Où l’on voit que Robert Badinter a également beaucoup semé, même si la récolte a été faite par d’autres que lui. En 1983, il propose la création d’un tribunal d’application des peines, qui devient progressivement réalité en 2000, puis 2004. Président du Conseil constitutionnel, en 1989, il avait souhaité étendre le contrôle de constitutionnalité des lois, au moyen d’une exception d’inconstitutionnalité, afin de renforcer le contrôle de fondamentalité des droits au-delà du contrôle de conventionnalité permis, à son initiative, depuis 1981. Le souhait est également devenu réalité avec l’introduction, en 2008, de la question prioritaire de constitutionnalité.  
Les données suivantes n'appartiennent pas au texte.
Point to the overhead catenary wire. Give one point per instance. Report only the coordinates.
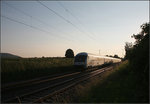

Cet aperçu ne rend pas complètement justice à l’infatigable activité réformatrice de Robert Badinter, ministre de la justice. Il faudrait encore évoquer, en matière civile, la loi n° 85-1372 du 23 décembre 1985 relative à l’égalité des époux dans les régimes matrimoniaux et des parents dans la gestion des biens des enfants mineurs, la loi n° 85-697 du 11 juillet 1985 relative à l’entreprise unipersonnelle à responsabilité limitée et à l’exploitation agricole à responsabilité limitée, destinée à protéger les petits entrepreneurs en mettant à l’abri leur patrimoine familial et, surtout, la grande réforme du droit des « faillites » opérée par la loi n° 85-98 du 25 janvier 1985 relative au redressement et à la liquidation judiciaires des entreprises, dont l’ambition était de privilégier la sauvegarde de l’emploi. L’inventaire serait encore incomplet. En tout cas, y compris dans les réformes dont le caractère peut sembler bien technique, c’est toujours la recherche d’une réalisation concrète de la promesse républicaine qui a animé Robert Badinter, liberté, égalité, fraternité, bien éloignée des lois opportunistes de circonstance trop sensibles aux vents mauvais du temps présent.